Clemens seemed to be making up answers as he went along, using awkward terminology, such as "knowingly knowing," "misremember," and "honestly." While purporting his respect and admiration for Andy Pettitte and Chuck Knoblach, whose testimony supports that of McNamee, Clemens basically called them liars. McNamee didn't fare much better. His words seemed genuine most of the time, but I got the feeling most members of the committee believed him most when he admitted about lying previously.

Then, the National Enquirer and other periodicals got the scoop they've been waiting for, when the subject turned to Clemens' butt, then to his nanny. That's tabloid gold, the old "butt and nanny" storyline, as well as an upcoming episode of Nip/Tuck.

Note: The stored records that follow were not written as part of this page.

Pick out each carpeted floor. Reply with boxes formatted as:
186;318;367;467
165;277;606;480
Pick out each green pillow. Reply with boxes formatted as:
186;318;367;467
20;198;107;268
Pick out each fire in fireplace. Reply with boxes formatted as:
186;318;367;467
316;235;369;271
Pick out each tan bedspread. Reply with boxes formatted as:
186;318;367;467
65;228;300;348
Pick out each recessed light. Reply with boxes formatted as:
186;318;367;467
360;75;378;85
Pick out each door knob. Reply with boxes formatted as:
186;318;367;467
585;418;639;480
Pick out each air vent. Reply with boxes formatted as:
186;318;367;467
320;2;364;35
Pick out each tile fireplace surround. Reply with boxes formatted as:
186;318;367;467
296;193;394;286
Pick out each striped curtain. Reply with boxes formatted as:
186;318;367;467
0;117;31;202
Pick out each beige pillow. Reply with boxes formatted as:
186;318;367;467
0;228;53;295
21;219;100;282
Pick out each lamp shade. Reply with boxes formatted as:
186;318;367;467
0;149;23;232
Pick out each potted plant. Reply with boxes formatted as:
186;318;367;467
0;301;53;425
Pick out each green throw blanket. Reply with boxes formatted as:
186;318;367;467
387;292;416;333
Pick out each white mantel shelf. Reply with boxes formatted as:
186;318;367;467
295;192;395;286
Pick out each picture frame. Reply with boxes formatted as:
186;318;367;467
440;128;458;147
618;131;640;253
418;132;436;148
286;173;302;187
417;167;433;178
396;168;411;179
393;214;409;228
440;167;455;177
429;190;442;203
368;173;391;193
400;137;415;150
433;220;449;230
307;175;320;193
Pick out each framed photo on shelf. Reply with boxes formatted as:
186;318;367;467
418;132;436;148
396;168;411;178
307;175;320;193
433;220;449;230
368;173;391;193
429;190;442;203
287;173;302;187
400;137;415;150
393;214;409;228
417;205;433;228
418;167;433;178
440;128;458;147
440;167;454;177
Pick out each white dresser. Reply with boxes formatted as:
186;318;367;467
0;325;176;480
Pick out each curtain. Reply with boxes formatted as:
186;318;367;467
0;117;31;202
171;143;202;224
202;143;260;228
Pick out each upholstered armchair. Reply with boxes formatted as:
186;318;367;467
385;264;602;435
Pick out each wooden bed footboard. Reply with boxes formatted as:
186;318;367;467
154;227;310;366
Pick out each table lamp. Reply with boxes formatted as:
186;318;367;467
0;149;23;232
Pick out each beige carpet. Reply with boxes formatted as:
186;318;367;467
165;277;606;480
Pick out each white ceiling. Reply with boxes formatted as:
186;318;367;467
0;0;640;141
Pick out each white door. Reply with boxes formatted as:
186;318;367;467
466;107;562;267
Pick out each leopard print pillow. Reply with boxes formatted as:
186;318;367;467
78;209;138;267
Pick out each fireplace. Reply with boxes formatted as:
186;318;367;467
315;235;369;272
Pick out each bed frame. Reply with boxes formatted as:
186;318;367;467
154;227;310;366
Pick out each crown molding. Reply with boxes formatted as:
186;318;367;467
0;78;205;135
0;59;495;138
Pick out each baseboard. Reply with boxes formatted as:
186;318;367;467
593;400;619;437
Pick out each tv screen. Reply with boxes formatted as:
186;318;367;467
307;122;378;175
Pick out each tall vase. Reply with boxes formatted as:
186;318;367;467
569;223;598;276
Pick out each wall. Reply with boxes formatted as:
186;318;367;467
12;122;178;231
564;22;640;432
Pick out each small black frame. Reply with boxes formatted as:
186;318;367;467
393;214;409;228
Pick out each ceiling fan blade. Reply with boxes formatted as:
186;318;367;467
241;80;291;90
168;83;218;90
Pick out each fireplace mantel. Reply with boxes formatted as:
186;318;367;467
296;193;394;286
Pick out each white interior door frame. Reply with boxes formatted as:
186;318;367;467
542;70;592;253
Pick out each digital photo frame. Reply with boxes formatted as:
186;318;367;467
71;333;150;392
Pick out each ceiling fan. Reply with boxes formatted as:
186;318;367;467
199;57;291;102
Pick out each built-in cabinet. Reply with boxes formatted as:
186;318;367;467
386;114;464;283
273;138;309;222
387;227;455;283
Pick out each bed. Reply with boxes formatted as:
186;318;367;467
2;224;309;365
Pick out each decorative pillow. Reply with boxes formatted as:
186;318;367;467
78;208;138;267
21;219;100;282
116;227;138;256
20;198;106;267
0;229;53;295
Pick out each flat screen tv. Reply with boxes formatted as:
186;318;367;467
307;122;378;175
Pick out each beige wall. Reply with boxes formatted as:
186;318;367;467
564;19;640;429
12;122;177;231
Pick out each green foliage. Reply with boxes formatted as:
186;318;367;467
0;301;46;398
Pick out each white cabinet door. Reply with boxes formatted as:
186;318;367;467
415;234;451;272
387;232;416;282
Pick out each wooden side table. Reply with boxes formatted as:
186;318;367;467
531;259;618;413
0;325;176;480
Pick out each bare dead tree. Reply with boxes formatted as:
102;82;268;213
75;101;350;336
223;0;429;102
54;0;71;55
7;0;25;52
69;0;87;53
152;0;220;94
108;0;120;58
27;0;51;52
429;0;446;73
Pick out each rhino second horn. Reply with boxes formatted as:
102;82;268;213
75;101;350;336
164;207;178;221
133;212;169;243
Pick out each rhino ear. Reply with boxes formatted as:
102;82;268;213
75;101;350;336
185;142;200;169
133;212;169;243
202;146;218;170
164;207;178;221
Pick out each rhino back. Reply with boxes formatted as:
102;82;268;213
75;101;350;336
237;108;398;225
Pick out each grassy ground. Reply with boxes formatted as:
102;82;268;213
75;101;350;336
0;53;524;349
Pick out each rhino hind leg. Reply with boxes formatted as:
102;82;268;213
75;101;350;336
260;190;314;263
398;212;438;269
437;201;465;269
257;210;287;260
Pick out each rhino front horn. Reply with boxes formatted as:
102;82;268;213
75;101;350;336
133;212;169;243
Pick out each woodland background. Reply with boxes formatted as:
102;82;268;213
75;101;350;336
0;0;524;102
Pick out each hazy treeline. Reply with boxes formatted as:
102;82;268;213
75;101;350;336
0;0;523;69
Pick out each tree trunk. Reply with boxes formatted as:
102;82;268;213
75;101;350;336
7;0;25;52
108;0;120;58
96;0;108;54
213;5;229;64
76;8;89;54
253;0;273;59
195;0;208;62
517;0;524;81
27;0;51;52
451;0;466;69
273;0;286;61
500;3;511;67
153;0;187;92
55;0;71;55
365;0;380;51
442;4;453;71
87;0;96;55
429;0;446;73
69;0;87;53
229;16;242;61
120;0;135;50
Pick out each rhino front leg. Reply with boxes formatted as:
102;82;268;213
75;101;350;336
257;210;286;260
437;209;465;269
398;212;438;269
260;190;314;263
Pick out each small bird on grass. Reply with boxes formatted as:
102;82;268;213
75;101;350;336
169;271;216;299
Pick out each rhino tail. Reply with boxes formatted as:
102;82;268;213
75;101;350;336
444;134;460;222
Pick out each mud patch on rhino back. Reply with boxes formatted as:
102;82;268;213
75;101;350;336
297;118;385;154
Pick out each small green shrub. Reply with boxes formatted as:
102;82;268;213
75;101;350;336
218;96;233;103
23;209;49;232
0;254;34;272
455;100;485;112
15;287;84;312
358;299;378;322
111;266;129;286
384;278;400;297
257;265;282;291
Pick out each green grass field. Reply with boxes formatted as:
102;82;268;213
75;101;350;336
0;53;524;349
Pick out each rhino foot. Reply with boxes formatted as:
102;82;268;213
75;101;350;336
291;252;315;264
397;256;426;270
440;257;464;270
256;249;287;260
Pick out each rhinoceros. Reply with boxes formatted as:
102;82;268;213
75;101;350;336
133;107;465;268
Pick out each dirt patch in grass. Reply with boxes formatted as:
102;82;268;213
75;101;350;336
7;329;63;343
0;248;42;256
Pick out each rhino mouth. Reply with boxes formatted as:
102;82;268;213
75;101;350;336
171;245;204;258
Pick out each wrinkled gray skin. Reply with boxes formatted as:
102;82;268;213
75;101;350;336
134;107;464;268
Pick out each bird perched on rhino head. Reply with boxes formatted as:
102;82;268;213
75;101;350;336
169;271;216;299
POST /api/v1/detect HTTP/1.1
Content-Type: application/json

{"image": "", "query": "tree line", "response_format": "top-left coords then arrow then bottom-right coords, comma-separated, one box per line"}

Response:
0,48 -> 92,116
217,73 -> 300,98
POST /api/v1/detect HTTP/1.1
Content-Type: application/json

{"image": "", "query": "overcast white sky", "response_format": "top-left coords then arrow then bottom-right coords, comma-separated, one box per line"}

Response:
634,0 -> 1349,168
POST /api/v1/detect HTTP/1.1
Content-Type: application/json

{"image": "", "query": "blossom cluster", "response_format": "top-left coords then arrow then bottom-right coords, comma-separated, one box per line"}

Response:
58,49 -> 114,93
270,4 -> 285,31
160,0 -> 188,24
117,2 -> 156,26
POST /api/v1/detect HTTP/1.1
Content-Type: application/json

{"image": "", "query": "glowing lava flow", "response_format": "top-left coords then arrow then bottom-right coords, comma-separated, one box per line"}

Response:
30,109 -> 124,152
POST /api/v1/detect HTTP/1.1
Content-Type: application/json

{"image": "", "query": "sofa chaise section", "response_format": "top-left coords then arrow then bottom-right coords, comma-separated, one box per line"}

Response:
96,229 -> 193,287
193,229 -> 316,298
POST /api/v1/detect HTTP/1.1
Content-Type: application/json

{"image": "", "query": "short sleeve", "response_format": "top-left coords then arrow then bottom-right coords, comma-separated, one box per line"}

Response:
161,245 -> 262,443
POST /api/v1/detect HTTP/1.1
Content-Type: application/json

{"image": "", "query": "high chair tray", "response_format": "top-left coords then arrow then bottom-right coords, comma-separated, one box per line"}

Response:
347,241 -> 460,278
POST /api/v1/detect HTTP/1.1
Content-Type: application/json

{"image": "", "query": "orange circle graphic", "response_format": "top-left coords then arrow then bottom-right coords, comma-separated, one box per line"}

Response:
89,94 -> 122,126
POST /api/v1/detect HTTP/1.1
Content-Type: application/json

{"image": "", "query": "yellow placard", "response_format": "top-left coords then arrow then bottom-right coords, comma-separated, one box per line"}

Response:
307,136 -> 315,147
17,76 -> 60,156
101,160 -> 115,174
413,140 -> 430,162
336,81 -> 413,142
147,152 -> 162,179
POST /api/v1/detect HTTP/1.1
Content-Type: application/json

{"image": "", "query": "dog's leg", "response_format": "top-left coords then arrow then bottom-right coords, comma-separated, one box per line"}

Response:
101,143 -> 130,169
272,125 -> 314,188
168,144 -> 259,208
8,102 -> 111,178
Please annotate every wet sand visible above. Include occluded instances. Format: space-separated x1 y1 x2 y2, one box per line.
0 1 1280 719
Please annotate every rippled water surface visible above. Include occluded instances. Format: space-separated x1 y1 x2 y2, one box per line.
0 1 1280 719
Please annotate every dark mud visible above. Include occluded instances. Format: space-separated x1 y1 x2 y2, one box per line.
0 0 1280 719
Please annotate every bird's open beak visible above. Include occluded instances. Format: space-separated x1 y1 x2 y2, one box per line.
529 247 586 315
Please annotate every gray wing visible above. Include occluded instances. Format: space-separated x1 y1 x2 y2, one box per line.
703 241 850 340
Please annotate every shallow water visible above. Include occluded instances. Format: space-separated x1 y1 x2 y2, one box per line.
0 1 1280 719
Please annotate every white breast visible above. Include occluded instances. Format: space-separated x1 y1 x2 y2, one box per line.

And it gives former president Bill Clinton a fond, reminiscent feeling. The Clemens/McNamee saga has something for everyone, from the sports fan down to the soap opera-addicted housewife. If it hasn't already captured the attention of all of America, it soon will. And we'll all follow it like the paparazzi tailing Britney Spears. Let's not act surprised when the photographs of Clemens sans underwear take this situation to the scurrilous stratosphere.

Richard from Pontiac, MI asks, "Who will win the Daytona 500?"

I like the No. 88 car of Dale Earnhardt, Jr. Hendrick Motorsports cars traditionally run well at Daytona, and with new teammate Jimmie Johnson on the pole, and former teammate Michael Waltrip beside Johnson, Earnhardt will have fast cars with which to work the draft, as well as cushion him from any Tony Stewart/Kurt Busch brush-ups.

Last year, Earnhardt was often plagued by mechanical issues, and he failed to win a single race. This year, with Hendrick power and reliability under the hood, don't be surprised if Junior wins multiple times. In fact, I wouldn't be shocked if the Hendrick stable of Johnson, Jeff Gordon, Earnhardt, and Casey Mears finish 1,2,3, 28th in the Sprint Cup point standings.

Finally free from the wicked spell of Dale Earnhardt, Incorporated queen mother Teresa Earnhardt, Junior's thoughts will solely be on driving, and not on contracts, company shares, and legacies. And, the last Dale not named Earnhardt to win at Daytona, Dale Jarrett, also drove the No. 88 car.